Bevor der Rückblick auf das Jahr 2018 begann, bedankte sich Marco Waßmann bei den Kameradinnen und Kameraden der Einsatzleitungen und bei Kreisbrandmeister Kühle für die gute Zusammenarbeit und die Unterstützung für die Einheit. Unter Kühles Führung wurden die Technischen Einsatzleitungen stets mit den notwendigen Mitteln für eine erfolgreiche Bearbeitung von komplexen Einsatzlagen ausgestattet. Hierunter fällt die Erneuerung des gesamten Fuhrparks.

Seinem Nachfolger, Marko de Klein, wünschte Waßmann eine glückliche Hand in seinem neuen Betätigungsfeld und entsprechende Unterstützung der TEL.

Einsätze und Dienste:

Im vergangenen Jahr fanden laut Dienstplan 71 Dienste statt. Hinzuzurechnen sind jedoch Einsätze, Übungen und diverse andere Dienste, welche sich erst nach Dienstplanerstellung ergeben hatten.

So wurden die Technischen Einsatzleitungen zu 24 Einsätzen alarmiert. Darunter befinden sich mehrere Personensuchen, Zimmerbrände, Gebäudebrände, Hochwasser- und Unwettereinsätze, der Moorbrand in Meppen und ein Massenanfall an Verletzten in Lauenberg sowie im Seniorenheim Paschenburg in Hardegsen.

Zusätzlich wurde an Einsatzübungen „Wohnhausbrand“ in Northeim, eine 2-Tagesübung der Feuerwehrbereitschaft 2, einem Zugunglück in Wenzen und an einer Gefahrstoffübung im Landkreis Osterode teilgenommen.
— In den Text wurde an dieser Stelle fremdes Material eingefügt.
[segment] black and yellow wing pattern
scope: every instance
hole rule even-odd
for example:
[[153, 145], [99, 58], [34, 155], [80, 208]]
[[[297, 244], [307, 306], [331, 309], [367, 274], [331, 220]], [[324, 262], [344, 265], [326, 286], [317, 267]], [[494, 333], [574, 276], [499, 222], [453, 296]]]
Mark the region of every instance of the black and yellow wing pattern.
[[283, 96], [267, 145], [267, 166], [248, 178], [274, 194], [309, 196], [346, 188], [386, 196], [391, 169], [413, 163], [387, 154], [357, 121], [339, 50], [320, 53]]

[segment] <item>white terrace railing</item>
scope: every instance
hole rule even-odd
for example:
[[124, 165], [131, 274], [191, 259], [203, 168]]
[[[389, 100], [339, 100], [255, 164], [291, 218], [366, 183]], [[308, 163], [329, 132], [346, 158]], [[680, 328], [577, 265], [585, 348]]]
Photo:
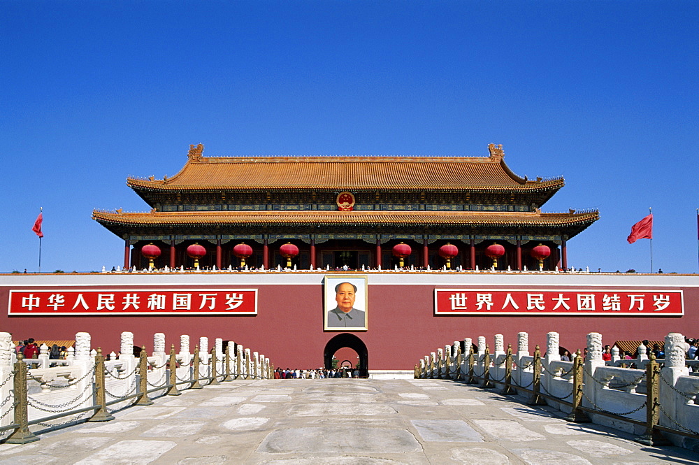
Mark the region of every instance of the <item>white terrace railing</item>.
[[[501, 334], [495, 335], [495, 350], [486, 339], [463, 340], [438, 349], [415, 366], [415, 378], [452, 379], [499, 387], [503, 394], [528, 396], [530, 405], [548, 404], [568, 413], [575, 422], [593, 422], [639, 435], [637, 441], [661, 445], [668, 441], [691, 448], [699, 440], [699, 366], [685, 359], [684, 337], [670, 333], [665, 338], [665, 358], [640, 355], [633, 360], [602, 359], [602, 335], [587, 335], [587, 358], [579, 351], [572, 362], [561, 360], [559, 334], [549, 333], [546, 353], [539, 346], [530, 355], [528, 335], [518, 334], [517, 353], [505, 350]], [[645, 354], [646, 348], [639, 348]], [[627, 368], [633, 366], [635, 368]], [[621, 420], [621, 421], [620, 421]]]
[[75, 348], [64, 360], [50, 359], [42, 346], [37, 359], [15, 356], [11, 336], [0, 332], [0, 442], [24, 444], [34, 433], [82, 422], [113, 420], [111, 413], [133, 405], [150, 405], [150, 397], [177, 396], [180, 389], [201, 389], [233, 379], [272, 378], [274, 366], [258, 352], [208, 338], [190, 352], [189, 336], [180, 337], [180, 352], [165, 351], [165, 335], [154, 336], [154, 351], [134, 356], [134, 334], [121, 334], [120, 353], [109, 359], [90, 349], [88, 333], [75, 334]]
Zusätzlich fanden mehrere Vorstellungen bei Ortsfeuerwehren, Tage der offenen Tür, u.a beim PS Depot Einbeck und beim Eulenfest in Einbeck, Unterstützung bei den Wettbewerben in Dassel, Teilnahme an Veranstaltungen von Feuerwehrbereitschaften 1, 2 und 4 sowie weitere Sitzungen und Veranstaltungen statt.
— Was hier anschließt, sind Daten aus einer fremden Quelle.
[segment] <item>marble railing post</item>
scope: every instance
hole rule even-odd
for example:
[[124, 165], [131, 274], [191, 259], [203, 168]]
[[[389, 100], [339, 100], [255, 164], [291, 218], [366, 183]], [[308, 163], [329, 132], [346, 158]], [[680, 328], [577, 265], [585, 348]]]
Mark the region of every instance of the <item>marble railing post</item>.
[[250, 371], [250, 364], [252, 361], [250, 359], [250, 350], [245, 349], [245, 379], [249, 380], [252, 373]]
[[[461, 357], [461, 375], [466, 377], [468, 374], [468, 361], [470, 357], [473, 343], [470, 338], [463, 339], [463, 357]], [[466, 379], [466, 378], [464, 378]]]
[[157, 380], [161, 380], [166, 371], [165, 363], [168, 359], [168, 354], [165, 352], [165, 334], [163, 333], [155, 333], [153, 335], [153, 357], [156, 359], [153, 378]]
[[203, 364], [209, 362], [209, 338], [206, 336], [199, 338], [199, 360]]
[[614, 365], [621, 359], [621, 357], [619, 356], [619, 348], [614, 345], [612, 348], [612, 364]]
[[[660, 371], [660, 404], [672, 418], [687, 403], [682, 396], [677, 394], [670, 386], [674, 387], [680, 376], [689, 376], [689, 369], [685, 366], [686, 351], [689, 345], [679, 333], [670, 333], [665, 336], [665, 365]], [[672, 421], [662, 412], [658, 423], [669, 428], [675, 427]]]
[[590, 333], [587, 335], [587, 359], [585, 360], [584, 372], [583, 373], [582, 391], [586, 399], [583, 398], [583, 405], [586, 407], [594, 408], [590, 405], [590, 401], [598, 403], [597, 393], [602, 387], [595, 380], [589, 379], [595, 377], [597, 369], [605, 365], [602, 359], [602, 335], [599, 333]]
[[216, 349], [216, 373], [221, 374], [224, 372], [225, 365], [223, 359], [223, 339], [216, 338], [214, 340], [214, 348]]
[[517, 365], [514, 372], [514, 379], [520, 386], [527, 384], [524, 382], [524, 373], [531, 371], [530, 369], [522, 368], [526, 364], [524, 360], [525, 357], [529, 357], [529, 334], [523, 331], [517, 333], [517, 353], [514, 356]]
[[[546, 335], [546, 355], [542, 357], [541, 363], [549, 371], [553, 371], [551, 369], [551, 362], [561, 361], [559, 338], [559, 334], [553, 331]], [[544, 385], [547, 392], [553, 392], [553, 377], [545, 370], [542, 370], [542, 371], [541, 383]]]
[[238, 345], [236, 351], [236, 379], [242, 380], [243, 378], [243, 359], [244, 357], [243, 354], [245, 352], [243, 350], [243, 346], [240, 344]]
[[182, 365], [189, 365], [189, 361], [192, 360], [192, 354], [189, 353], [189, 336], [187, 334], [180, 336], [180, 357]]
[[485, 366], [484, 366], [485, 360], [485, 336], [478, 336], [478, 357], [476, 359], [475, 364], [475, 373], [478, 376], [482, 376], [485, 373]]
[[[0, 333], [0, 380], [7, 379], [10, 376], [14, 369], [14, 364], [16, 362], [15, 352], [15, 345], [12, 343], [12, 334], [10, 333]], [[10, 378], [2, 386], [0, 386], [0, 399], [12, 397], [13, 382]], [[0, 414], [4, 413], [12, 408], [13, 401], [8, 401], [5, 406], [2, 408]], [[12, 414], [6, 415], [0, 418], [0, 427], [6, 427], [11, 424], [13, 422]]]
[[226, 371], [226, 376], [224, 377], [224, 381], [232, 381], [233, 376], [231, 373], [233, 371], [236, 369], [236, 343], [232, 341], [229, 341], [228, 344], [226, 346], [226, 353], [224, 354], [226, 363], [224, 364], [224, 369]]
Mitgliederstärke zum 31. Dezember (Vorjahr):

TEL Bad Gandersheim: 27 (23)

TEL Einbeck: 21 (19)

TEL Northeim: 20 (17)

Gesamtstärke: 68 (59)

Beförderungen:

Auch dieses Jahr wurden wieder Kameraden durch langjährige Mitgliedschaft und bestehen der erforderlichen Lehrgänge befördert.

Jens Kruse, Löschmeister

Dirk Scharfe, Oberlöschmeister

Lehrgänge:

Auch im Jahr 2018 wurden wieder Lehrgänge besucht. Folgende konnten einen Lehrgang besuchen:

Jannick Koffre                   (Gruppenführer 1+2)

Patrick Puffitsch               (Gruppenführer 1+2)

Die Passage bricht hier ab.